Morph Current Affairs GIF by Aardman Animations Giphy

A Miracle!

"My brother-in-law’s comment."

"The entire family went out for my mother’s 80th birthday and after the meal we all went to a local park, largely occupied by the elderly, to rest."

"My mother needed crutches at this point, and they were resting against her bench."

"My 10-year-old niece, who looked like every starving waif image from Dickens, grabbed the crutches and started hobbling round the park."

"All the OAPs were following her progress with looks of pity until my brother ran up behind her, and kicked away the crutches."

"There was an audible gasp from round the park and then my niece picked the crutches back up and started chasing my brother, clearly intending to hit him."

"In the confused silence my brother-in-law’s voice rang out 'Praise be! She can walk again!'"

"We still think this was the highlight of the birthday celebrations."- DdraigGwyn

Still Legal, Whichever Way You Cut It...

"I picked up my pleasantly tipsy boyfriend from a nightclub."

"We were stopped by the Police for a random breath test."

"They asked me my age, and I said, 33."

"My bf blurted out '33? You told me you were 22'."

"Police just laughed and let me go."- Aggravating-Corgi379

Music Video Police GIF by Andrew W. K. Giphy

A Bit Too On The Nose?

"Business law class in college years ago, talking about the issues that black Americans had before the Civil Rights."

"Amendment, trying to travel through the south with the discrimination so rampant, trying to find restaurants to serve them and decent lodgings."

"My instructor was posing a hypothetical: 'So you pull up out front of this place, you're exhausted from driving for hours, and you see the sign out front says 'Ku Klux Klan Motel'."

"'What would you expect to find there?'"

"Without missing a beat, from the back of the room came this gem: "'Extra sheets in every room?'"- NedsAtomicDB

Not Yet, Anyway...

"I was working with my friend and his dad."

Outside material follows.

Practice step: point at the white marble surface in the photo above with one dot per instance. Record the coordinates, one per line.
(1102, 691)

"My friend (26) heard an ice cream truck near where we were working."

"He asked his dad if he could have a couple dollars."

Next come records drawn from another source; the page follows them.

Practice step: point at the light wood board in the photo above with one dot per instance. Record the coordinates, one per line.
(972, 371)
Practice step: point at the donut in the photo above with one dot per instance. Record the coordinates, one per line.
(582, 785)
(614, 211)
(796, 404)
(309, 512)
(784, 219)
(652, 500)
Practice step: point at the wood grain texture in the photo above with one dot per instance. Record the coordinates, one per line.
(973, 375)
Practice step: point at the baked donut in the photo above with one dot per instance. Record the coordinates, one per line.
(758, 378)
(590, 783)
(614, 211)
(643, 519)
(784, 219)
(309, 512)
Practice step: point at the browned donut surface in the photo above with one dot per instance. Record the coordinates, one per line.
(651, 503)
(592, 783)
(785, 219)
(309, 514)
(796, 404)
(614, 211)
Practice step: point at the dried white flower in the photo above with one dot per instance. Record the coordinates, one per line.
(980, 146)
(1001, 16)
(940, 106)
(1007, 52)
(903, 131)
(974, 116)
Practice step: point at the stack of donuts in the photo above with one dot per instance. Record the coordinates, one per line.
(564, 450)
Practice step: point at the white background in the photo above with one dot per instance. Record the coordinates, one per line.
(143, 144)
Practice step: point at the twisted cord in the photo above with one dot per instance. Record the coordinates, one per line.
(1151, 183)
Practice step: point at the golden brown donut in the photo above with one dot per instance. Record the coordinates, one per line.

"His dad asked, 'what for?'"

"My friend told his dad that there was an ice cream truck in the neighborhood, and that they were playing music."

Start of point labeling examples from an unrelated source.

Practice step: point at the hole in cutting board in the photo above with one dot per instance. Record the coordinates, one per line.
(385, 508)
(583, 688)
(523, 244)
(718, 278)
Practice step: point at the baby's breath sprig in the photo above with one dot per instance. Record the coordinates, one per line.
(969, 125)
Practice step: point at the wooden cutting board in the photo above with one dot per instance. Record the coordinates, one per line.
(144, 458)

"My friends dad told him "'They don't charge anything to listen to the music'."- tatersalad1234567890

Words Escape You In The Literal "Heat" Of The Moment...

"A friend of mine is a teacher and her husband is known for his wit."

"She told this story to him:"

"One day at school a kid took the hall pass and returned reeking like smoke."

"She asked the kid if he’d been smoking and he denied it over and over."

"She was about to send him to the office when she noticed smoke coming from somewhere."

"She told the kid and he realized that he didn’t put his cig out completely and it was burning in his pants pocket."

"The kid noticed and frantically tried to put it out and someone finally poured water on it."

"Her husband sat listening to this with a weird look on his face."

"She asked him what was wrong."

“'What’s wrong???'"

"'This was probably the only chance you’ll have in your life to say literally, ‘liar,liar, pants on fire’ and you missed your chance'."- Luder714

On Fire No GIF by PEEKASSO Giphy

Amazing What You Might Say A Few Drinks In...

"When I went to a renaissance faire once, I went to a beer tent and ordered a Newcastle Brown Ale (seemed the most fitting for the surroundings)."

"The beer wench, without skipping a beat, said, 'Everyone wants a Newcastle - no one wants to remodel!'"- jayhof52

Read The Room People!

"My dad wiped out when skiing down a mountain and lost a ski."

"After a few minutes of hunting for it, he gives up, slings the one remaining ski over a shoulder and starts walking down the mountain in his ski boots."

"About half-way down, another skier stops and goes 'Gee! Did you lose a ski?'"

"My dad instantly replied 'No, I was out for a walk and found one!'"- PeterJoAl

There's a reason your mother always told you to "use your words".

As clever remarks can have a much more lasting effect on people than a push or shove.